Saturday, December 14, 2019

A Tale of Three Bulgasari

So I spent a bit of time refreshing myself on Korean mythical creatures. Most are pretty much the same as Chinese/Japanese ones, just with different names.

One that came up today (I went looking for it, actually, and learned something new) is the Bulgasari (also spelled Pulgasari depending on your Romanization system).

Now, in modern Korean, bulgasari 불가사리 means starfish. Just the aquatic animal.

But there was also a North Korean giant monster movie commissioned by Kim Jong-il in 1985 called Pulgasari (same spelling in Hangeul as the starfish). I was thinking I'd read up on the NorKo kaiju to include it in my game.

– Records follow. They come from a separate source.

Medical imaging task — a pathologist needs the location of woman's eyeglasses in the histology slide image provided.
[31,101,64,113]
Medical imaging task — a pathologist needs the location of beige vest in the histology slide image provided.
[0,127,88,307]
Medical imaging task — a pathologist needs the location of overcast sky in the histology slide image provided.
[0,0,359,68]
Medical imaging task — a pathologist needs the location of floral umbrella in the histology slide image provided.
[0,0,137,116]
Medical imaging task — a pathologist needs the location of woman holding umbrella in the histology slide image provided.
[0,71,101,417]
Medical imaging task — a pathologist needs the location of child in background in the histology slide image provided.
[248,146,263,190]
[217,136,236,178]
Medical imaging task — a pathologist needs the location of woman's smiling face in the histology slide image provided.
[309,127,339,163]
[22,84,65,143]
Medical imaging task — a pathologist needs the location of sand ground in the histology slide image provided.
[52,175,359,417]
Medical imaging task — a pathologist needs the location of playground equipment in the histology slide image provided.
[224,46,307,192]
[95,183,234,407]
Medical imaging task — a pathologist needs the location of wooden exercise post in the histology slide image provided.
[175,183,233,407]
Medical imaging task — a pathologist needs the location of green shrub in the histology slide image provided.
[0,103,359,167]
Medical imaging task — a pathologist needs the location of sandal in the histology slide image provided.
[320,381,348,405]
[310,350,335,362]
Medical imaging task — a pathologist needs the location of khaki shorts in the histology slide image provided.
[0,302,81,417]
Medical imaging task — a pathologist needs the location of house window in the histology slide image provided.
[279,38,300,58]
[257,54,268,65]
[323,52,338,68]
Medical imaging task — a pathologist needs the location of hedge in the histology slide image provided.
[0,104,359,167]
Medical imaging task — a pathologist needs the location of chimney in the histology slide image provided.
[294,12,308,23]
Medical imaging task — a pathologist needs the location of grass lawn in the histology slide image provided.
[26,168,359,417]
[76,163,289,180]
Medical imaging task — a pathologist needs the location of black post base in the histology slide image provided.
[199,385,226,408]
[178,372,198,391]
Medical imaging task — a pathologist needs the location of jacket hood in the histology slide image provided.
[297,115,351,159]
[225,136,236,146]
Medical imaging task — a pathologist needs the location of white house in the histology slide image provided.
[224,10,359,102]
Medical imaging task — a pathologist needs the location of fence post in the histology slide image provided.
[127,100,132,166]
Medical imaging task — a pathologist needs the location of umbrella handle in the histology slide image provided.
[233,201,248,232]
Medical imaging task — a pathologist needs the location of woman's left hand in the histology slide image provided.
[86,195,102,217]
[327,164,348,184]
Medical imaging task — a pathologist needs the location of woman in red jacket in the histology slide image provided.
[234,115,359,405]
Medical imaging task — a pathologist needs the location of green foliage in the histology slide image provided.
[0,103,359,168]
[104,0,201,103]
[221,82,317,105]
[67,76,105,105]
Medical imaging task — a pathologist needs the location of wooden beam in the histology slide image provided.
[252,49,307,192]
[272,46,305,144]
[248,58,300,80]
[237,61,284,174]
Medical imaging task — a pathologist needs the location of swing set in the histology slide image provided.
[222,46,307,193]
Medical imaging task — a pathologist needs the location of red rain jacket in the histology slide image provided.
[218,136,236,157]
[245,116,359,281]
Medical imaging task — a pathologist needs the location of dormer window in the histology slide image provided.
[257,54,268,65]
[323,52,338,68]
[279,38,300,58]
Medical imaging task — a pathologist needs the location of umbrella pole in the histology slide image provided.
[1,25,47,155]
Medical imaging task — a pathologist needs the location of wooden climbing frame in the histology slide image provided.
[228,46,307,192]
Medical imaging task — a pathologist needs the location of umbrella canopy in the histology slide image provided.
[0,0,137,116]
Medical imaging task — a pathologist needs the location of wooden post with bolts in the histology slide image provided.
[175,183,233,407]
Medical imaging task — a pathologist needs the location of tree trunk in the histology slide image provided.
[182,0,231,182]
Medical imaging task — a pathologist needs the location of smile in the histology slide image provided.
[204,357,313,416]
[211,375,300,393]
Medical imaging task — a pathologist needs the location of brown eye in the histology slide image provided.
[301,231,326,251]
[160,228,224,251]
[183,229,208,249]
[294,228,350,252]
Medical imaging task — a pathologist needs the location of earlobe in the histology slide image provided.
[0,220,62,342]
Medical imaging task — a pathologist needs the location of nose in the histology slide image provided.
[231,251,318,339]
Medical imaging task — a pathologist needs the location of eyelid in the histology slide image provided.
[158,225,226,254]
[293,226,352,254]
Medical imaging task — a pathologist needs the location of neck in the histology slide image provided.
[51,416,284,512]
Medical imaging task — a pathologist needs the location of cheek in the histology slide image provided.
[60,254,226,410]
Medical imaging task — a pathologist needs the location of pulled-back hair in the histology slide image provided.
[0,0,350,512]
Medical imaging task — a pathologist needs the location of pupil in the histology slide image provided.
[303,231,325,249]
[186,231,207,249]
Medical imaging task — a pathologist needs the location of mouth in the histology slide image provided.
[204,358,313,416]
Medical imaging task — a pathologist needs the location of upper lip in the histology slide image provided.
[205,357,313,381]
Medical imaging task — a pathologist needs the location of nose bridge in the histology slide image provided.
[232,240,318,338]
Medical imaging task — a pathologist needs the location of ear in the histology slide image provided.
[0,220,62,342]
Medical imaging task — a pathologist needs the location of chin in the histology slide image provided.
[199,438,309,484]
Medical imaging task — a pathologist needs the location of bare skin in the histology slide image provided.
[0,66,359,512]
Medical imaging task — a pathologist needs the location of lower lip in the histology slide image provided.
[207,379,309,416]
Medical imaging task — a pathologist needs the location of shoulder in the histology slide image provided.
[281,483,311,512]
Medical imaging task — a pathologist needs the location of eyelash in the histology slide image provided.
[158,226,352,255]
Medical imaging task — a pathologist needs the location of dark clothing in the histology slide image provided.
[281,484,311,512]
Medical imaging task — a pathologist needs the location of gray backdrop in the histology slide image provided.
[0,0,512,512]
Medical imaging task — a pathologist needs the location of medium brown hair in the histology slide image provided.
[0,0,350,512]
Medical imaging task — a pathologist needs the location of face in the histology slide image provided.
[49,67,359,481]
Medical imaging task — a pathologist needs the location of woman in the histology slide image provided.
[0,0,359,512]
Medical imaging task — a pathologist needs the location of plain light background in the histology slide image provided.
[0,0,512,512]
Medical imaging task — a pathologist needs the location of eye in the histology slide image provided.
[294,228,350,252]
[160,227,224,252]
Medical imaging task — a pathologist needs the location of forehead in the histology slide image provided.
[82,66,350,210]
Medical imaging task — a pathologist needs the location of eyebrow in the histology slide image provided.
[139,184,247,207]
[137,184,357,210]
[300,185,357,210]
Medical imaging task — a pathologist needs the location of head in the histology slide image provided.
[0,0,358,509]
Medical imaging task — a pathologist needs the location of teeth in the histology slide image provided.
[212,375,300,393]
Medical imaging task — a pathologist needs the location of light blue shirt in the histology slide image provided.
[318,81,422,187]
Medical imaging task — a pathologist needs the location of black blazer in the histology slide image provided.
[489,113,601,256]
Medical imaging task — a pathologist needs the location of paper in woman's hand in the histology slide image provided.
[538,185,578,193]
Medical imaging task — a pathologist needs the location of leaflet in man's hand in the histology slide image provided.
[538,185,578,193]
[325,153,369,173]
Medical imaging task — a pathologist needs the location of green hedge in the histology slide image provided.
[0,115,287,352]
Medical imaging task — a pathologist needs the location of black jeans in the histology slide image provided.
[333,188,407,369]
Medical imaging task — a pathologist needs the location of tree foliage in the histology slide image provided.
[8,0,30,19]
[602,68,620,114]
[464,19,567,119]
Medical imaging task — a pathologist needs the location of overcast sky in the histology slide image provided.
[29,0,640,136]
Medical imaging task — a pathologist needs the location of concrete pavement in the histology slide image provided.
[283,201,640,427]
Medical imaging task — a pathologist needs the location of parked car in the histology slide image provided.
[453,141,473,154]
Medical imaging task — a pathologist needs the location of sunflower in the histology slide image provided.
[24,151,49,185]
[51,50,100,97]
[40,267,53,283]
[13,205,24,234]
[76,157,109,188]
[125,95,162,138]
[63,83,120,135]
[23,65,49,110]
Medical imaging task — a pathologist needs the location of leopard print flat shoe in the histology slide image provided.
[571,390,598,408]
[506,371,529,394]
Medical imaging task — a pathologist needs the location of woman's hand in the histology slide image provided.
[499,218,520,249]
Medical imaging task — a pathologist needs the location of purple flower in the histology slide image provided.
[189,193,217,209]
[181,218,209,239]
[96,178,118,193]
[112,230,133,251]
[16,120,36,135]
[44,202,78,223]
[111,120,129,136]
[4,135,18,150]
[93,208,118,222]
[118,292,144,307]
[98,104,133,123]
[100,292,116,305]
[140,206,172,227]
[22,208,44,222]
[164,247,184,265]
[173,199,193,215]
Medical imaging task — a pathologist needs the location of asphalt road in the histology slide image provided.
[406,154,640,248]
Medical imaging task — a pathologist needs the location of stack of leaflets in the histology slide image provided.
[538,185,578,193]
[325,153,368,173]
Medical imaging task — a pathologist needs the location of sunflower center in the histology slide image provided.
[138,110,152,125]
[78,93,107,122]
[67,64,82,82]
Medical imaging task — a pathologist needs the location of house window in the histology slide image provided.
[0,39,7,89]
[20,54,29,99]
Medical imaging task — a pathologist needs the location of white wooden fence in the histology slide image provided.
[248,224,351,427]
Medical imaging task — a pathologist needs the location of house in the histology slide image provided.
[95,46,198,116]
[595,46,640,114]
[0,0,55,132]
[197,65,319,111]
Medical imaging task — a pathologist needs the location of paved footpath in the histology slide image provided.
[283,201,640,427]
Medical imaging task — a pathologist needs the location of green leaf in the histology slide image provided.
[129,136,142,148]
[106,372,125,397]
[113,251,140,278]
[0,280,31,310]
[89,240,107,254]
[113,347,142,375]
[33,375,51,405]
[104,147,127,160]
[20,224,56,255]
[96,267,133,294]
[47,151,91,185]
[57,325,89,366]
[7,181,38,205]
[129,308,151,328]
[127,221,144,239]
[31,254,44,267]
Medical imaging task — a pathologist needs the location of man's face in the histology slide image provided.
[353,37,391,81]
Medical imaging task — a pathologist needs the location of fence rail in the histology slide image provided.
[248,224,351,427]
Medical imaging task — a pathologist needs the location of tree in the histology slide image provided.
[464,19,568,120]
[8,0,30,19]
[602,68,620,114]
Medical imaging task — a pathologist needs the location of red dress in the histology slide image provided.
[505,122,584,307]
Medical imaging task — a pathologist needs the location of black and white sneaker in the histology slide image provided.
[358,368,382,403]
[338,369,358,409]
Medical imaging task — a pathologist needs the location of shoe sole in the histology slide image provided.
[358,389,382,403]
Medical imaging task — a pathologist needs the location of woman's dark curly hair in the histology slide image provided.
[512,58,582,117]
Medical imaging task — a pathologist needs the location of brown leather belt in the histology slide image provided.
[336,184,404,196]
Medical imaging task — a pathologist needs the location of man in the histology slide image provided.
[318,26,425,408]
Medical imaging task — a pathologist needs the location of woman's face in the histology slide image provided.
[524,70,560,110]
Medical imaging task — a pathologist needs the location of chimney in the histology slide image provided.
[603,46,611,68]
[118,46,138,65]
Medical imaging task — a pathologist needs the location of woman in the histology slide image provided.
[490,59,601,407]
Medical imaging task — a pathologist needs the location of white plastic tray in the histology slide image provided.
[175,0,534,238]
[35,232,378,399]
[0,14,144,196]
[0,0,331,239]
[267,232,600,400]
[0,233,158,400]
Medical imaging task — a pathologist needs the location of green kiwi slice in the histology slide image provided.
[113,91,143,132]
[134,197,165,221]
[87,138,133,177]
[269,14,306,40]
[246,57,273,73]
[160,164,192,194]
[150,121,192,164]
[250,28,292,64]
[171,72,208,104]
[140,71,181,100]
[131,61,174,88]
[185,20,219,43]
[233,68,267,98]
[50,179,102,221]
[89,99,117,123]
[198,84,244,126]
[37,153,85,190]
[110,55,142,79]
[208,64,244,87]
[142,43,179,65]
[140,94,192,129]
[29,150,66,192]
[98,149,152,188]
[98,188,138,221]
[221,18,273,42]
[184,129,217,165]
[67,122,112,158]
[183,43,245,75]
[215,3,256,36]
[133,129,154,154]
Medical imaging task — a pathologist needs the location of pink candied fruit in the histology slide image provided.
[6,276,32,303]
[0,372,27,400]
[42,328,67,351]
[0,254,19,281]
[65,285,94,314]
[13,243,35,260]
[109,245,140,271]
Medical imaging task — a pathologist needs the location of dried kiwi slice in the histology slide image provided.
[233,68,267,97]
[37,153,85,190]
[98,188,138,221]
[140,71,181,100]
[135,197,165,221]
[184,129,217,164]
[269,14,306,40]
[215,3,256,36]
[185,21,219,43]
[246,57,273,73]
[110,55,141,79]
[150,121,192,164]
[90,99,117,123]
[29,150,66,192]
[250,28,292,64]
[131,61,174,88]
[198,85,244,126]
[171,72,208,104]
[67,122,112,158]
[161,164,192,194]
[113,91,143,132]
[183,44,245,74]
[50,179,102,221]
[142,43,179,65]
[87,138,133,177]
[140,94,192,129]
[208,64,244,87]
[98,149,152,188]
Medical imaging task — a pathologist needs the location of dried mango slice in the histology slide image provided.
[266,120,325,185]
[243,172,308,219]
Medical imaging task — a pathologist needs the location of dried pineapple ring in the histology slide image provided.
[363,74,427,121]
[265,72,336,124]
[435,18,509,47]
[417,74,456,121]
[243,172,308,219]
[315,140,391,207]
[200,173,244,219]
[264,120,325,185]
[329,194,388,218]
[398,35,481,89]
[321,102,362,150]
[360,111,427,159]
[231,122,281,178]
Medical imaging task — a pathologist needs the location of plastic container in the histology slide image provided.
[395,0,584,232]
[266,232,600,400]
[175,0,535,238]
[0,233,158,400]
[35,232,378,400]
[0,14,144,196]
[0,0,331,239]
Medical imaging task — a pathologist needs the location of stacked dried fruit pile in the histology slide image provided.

But then I discovered there is a mythical creature called the bulgasari 불가살이. Same pronunciation, but different spelling (and different Chinese characters if you look them up). This one means undying beast.

I found this wonderful little blog that stopped updating after only a few months. It tells of the mythical creature. It looks like the baku or shirokinukatsukami -- a bear's body covered in scales, an elephant-like head, a cow's tail, and tiger paws. It was immortal and ate metal.

Well, immortal is no fun for D&D, but eating metal? Guess how I'm reskinning the rust monster for TSR-East!